I also had to adjust my mindset about what a happy and well-lived life looked like. It doesn’t mean reaching any finish lines, but rather, working to achieve goals and staying focused on that path. I didn’t have to “be there,” wherever “there” may be to be happy. I simply had to focus on what gave my life meaning and what I found to be fulfilling, rather than society or my family’s standards of achievement and success. I had to define success for myself. 

I spent a whole year following my live lovely manifesto, a plan that I wrote up for myself like a road map to change my life and the way that I was feeling, as well as to change the way that I reacted to negative events for better well-being, contentment, and happiness. I called it my Year of Living Lovely Project. The biggest change I made was the decision to change itself. That road map included the obvious like career goals, but it also focused on changing my mindset regarding material things, money, travel, and daily well-being. 

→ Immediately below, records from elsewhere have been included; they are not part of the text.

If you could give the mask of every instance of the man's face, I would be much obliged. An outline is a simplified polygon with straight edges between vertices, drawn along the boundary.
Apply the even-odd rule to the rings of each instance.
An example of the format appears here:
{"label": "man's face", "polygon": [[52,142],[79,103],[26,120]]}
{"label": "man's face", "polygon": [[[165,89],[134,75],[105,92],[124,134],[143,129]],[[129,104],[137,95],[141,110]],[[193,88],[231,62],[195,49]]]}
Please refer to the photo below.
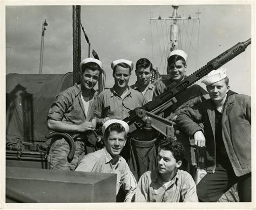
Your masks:
{"label": "man's face", "polygon": [[129,68],[124,68],[118,66],[113,72],[113,77],[114,79],[114,85],[117,88],[126,88],[129,82]]}
{"label": "man's face", "polygon": [[222,80],[207,86],[206,89],[211,99],[218,104],[224,99],[230,86],[227,86],[224,80]]}
{"label": "man's face", "polygon": [[81,85],[89,90],[91,89],[96,85],[99,79],[99,71],[92,71],[86,69],[81,76]]}
{"label": "man's face", "polygon": [[177,60],[175,64],[168,64],[167,67],[168,73],[171,76],[171,80],[173,82],[179,82],[185,76],[186,67],[182,63],[182,60]]}
{"label": "man's face", "polygon": [[116,131],[110,131],[109,137],[104,139],[105,145],[112,157],[117,157],[124,148],[126,142],[125,132],[118,133]]}
{"label": "man's face", "polygon": [[182,162],[176,159],[172,155],[172,152],[169,150],[160,149],[157,155],[158,163],[158,172],[160,174],[171,173],[173,170],[178,169],[181,165]]}
{"label": "man's face", "polygon": [[150,82],[150,76],[151,73],[150,72],[150,67],[146,68],[138,68],[135,70],[135,74],[137,76],[137,82],[143,87],[146,87]]}

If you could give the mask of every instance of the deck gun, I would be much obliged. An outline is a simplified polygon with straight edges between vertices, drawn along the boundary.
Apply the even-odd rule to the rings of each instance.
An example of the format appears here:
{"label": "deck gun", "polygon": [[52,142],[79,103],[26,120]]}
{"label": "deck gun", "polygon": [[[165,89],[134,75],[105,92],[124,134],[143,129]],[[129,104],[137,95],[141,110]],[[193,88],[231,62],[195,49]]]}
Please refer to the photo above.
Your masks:
{"label": "deck gun", "polygon": [[[167,90],[139,108],[131,110],[124,121],[130,126],[130,134],[139,129],[151,130],[154,128],[165,137],[173,135],[172,127],[175,124],[166,118],[158,116],[166,108],[172,111],[172,107],[177,102],[176,97],[188,87],[206,76],[211,71],[220,67],[240,53],[251,43],[251,39],[237,44],[226,50],[207,64],[180,82],[170,90]],[[172,109],[174,109],[173,107]],[[136,132],[136,135],[138,134]],[[135,137],[136,135],[132,135]],[[137,136],[138,138],[138,136]]]}

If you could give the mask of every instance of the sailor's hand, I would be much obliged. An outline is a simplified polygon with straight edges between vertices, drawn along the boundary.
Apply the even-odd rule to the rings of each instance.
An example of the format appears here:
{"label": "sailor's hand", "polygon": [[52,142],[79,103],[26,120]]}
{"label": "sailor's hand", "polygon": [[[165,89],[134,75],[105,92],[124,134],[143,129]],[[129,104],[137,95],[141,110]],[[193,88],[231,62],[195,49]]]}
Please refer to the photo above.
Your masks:
{"label": "sailor's hand", "polygon": [[103,118],[102,119],[100,119],[100,124],[102,125],[103,125],[103,124],[104,124],[106,121],[107,121],[109,120],[110,120],[110,117],[106,117]]}
{"label": "sailor's hand", "polygon": [[205,138],[201,130],[197,131],[194,134],[194,144],[199,147],[205,146]]}
{"label": "sailor's hand", "polygon": [[85,121],[78,125],[78,131],[83,132],[89,130],[93,130],[95,129],[93,123]]}

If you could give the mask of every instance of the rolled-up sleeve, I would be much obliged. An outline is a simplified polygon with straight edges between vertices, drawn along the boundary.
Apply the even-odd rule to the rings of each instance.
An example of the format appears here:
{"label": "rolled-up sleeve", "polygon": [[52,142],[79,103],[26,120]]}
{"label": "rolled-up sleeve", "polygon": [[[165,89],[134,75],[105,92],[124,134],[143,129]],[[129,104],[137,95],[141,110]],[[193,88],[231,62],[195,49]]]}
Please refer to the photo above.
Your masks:
{"label": "rolled-up sleeve", "polygon": [[99,172],[100,163],[98,158],[92,154],[89,154],[80,160],[75,171],[85,172]]}
{"label": "rolled-up sleeve", "polygon": [[145,173],[142,174],[139,180],[135,194],[135,202],[149,202],[149,180]]}
{"label": "rolled-up sleeve", "polygon": [[61,121],[64,114],[70,106],[69,102],[71,100],[71,96],[68,94],[63,94],[58,95],[50,108],[47,120],[51,119]]}
{"label": "rolled-up sleeve", "polygon": [[183,202],[198,202],[197,188],[193,178],[187,176],[181,188],[181,197]]}
{"label": "rolled-up sleeve", "polygon": [[127,164],[125,166],[124,184],[122,188],[126,193],[125,202],[132,202],[135,195],[137,187],[137,181],[129,166]]}

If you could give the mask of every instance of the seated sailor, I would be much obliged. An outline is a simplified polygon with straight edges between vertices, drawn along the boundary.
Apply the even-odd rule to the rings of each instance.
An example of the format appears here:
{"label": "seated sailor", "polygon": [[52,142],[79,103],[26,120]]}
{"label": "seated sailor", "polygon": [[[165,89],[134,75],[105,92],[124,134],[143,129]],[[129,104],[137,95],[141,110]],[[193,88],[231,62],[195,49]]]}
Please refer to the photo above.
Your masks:
{"label": "seated sailor", "polygon": [[174,138],[160,141],[158,169],[145,172],[139,179],[135,202],[198,202],[191,176],[178,169],[184,148]]}
{"label": "seated sailor", "polygon": [[115,173],[117,195],[121,188],[125,193],[125,202],[131,202],[135,194],[137,182],[120,153],[126,142],[129,132],[128,124],[119,120],[110,120],[102,127],[104,147],[90,153],[80,161],[75,171],[91,172]]}

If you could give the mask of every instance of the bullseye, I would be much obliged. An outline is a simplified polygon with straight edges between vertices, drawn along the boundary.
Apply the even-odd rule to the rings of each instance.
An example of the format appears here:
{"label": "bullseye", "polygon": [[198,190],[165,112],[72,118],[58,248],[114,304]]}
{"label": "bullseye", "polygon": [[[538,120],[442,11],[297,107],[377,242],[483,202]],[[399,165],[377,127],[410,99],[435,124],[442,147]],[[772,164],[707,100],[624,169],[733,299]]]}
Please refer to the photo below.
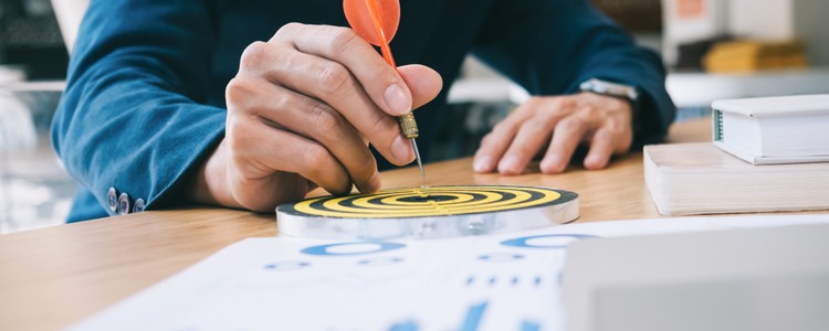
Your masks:
{"label": "bullseye", "polygon": [[526,229],[578,217],[578,194],[535,186],[420,186],[323,196],[276,209],[280,233],[378,239]]}

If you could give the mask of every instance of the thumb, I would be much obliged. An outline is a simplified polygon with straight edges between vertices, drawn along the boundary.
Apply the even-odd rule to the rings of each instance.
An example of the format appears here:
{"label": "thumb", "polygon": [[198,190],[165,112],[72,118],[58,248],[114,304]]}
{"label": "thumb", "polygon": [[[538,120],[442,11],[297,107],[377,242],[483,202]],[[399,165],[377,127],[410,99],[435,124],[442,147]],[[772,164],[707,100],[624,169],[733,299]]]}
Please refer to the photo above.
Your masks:
{"label": "thumb", "polygon": [[403,65],[397,68],[400,77],[411,90],[412,109],[420,108],[438,96],[443,88],[443,78],[432,68],[419,65]]}

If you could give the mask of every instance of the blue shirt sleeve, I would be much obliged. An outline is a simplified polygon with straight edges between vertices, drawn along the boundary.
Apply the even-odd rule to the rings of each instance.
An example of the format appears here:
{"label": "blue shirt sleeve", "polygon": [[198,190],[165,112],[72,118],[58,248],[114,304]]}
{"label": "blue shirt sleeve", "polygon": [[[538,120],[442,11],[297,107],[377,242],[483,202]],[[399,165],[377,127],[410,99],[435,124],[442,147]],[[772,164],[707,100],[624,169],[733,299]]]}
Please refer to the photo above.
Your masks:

I was living in between sadness from the past, a lack of appreciation for the present, and an anxiety for the future. Sometimes I am mocked for my “rose colored glasses view on life,” but the truth is that everyone deserves a happy life. I realized that the more I focused on my own happiness and well-being, the more some people tried to hold me back. It is not asking too much to find happiness and you should never be made to feel badly for striving for it. We have one life to live, so make the most of it.

The truth is that life is messy and complicated and often sad. Life and people disappoint you. Loved ones die and bad things happen to good people. A smile may fool the world, but it doesn’t change the way you are feeling on the inside. I designed my Live Lovely Manifesto at a time where my life was feeling dark and worthless. On the outside, people assumed and even accused me of being unaffected by the bad events that were going on in my personal life and within my family unit. But on the inside I was fighting a battle to keep moving forward, to survive another day. I wanted the depression and the pain I was feeling to go away. I read countless self-help and positive psychology books to help me “think positively,” but it was not enough to change my life. I had to be the one to do that.

I started sharing these thoughts on my wedding photography blog, turning my blog platform into a lifestyle blog rather than a place where I only shared my photographs. I wanted to reach out to others who felt the same way that I did, and often still do. I wanted people to realize that well-being and happiness is a choice and that we can all strive to live a lovely life no matter what obstacles are thrown our way. And well-being doesn’t mean that we don’t care about others. There is nothing to feel ashamed of for taking care of ourselves. Like in an airplane, we must place our own oxygen masks on before we can help others put on their own. 

On my blog I share my mini adventures and thoughts about living a lovely life. I share anything that makes me happy from travel, the New England lifestyle, books that I love, photo shoots that I work on, and my Year of Living Lovely Project. It is with great excitement (and a little nervousness) that I announce that I will be writing a book about my Live Lovely Manifesto. In this book I will be reaching deeper to help others to achieve not just their life goals, but a happier daily mindset to lead their best lives no matter the obstacles.

My life is not any worse or any better than anyone else’s. We all face our own obstacles and our own hurts, both physical and emotional. I do not lead a perfect life; nothing in life is perfect. But I do believe that life is beautiful and that happiness and well-being is a choice that we can make for ourselves. I will be going further in depth with the goals that I made to change my own life, achieve my dreams, and cope with negative life events. I don’t know how or when I will be sharing The Live Lovely Manifesto, but I hope that you join in the journey.